Namun, pikirannya tidak tenang. Malam itu jelas: Li Shen dan keluarganya tidak akan tinggal diam. Wu Zhen hanya berkata pendek sebelum meninggalkannya istirahat:
“Xiao Feng, jika kau ingin bertahan hidup, kau harus tahu dari mana asalmu. Setiap akar memiliki tanahnya. Cari jawaban itu.”
Kata-kata itu terus terngiang.
Sambil beristirahat di pondok kecilnya, Xiao Feng mengambil sebuah kotak kayu tua yang sudah lama disimpannya. Kotak itu ia temukan di bawah papan lantai rumah lama peninggalan orang tuanya. Sejak kecil, ia tak pernah benar-benar berani membukanya, seolah ada rasa takut dan hormat.
Tangannya gemetar ketika ia membuka kotak itu. Di dalamnya ada kain lusuh, beberapa keping perak, dan sebuah batu giok hijau tua berbentuk oval. Batu itu tampak biasa, tapi permukaannya berkilau lembut, seperti ada cahaya yang terperangkap di dalam.
Xiao Feng menatapnya lama. “Ibu… Ayah… ini satu-satunya warisan kalian untukku?”
Begitu jarinya menyentuh permukaan batu giok, tubuhnya bergetar. Suhu tubuhnya tiba-tiba naik, Qi di dalam dirinya mendidih, dan pandangannya berubah gelap.
Ketika ia membuka mata, ia tidak lagi berada di pondok.
Ia berdiri di sebuah ruang luas tanpa ujung, langitnya dipenuhi bintang-bintang berkilauan.

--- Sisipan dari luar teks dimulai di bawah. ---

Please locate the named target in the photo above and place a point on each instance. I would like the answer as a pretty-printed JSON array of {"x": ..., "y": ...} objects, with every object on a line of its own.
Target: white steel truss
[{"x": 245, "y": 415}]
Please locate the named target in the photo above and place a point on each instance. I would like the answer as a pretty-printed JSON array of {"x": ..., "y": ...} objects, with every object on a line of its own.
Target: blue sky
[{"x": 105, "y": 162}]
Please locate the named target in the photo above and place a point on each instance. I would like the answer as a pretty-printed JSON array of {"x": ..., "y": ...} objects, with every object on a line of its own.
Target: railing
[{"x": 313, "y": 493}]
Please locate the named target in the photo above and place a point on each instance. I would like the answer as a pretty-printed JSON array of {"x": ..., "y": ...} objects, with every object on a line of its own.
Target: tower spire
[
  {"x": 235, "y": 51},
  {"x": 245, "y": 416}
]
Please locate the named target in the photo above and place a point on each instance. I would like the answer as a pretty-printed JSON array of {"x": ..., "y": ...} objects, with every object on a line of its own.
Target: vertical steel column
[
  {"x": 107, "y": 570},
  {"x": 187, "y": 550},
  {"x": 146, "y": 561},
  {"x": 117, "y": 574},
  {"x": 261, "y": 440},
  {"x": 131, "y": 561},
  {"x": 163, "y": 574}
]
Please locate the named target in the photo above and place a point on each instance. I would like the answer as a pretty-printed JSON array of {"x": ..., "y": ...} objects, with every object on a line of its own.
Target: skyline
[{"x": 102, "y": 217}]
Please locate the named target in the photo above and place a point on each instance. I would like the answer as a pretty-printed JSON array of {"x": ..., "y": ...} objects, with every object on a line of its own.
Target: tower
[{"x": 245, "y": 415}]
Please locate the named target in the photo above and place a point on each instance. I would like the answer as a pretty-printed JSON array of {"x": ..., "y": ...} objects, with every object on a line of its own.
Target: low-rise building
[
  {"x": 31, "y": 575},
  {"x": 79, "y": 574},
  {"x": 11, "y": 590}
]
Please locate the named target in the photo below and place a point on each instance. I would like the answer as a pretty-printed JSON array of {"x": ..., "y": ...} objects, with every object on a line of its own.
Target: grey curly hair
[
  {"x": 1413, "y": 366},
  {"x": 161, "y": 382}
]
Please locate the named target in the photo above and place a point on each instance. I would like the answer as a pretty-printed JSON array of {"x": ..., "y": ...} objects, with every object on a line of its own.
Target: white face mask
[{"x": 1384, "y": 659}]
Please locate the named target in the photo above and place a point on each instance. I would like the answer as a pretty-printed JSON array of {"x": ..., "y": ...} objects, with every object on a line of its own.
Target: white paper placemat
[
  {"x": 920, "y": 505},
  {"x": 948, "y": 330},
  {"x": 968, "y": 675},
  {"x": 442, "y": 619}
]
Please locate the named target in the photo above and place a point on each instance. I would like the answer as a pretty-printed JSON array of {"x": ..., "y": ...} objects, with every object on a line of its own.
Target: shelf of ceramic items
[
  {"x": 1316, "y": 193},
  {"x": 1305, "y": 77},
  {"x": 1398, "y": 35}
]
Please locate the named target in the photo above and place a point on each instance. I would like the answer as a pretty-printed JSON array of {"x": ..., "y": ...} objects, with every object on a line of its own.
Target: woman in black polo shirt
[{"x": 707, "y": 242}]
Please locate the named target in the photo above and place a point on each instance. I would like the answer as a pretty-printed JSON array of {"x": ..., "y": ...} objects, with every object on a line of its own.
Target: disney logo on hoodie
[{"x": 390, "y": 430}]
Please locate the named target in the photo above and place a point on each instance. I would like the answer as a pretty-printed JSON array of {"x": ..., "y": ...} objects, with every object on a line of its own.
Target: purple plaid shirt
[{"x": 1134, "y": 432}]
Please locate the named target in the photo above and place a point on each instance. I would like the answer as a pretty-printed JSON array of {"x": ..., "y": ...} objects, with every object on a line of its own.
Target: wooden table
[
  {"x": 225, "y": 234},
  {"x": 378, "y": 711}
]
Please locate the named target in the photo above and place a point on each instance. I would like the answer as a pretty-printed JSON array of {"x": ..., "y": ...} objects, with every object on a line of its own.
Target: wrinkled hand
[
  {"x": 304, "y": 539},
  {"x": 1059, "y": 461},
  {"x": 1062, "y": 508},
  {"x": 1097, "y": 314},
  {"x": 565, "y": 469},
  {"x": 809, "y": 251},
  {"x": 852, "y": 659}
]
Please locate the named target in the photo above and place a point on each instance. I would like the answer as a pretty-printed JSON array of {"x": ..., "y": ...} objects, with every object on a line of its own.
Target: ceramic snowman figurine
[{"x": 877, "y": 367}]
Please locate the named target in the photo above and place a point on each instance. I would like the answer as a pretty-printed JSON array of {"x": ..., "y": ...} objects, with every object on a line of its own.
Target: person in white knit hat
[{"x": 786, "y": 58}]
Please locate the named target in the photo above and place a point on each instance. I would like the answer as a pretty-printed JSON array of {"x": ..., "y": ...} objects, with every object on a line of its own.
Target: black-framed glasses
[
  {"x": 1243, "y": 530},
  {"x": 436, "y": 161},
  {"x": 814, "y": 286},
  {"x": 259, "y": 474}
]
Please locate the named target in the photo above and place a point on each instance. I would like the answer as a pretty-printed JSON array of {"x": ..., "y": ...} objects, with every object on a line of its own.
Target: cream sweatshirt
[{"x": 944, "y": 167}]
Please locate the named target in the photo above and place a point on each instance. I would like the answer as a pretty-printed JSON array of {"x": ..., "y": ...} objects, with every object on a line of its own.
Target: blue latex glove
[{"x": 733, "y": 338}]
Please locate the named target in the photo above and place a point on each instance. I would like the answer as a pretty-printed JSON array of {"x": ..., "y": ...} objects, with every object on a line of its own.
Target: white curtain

Udara di sana kental dengan Qi murni, jauh lebih pekat dibandingkan dunia luar.
“Di… mana ini?” gumamnya, kagum sekaligus takut.
Suara berat menggema di langit kosong.
“Aaahhh... Akhirnya, Kau datang juga keturunan ku.”
Dari cahaya bintang, muncul bayangan samar seorang pria berpakaian panjang, rambutnya hitam berkilau, matanya memancarkan wibawa. Xiao Feng ternganga, jantungnya berdegup kencang.
“Siapa… siapa kau?”
Bayangan itu tersenyum tipis. “Aku hanyalah gema masa lalu. Namaku Xiao Tian, leluhurmu. Batu giok ini adalah kunci warisan keluargamu, warisan yang bahkan musuh-musuhmu takutkan.”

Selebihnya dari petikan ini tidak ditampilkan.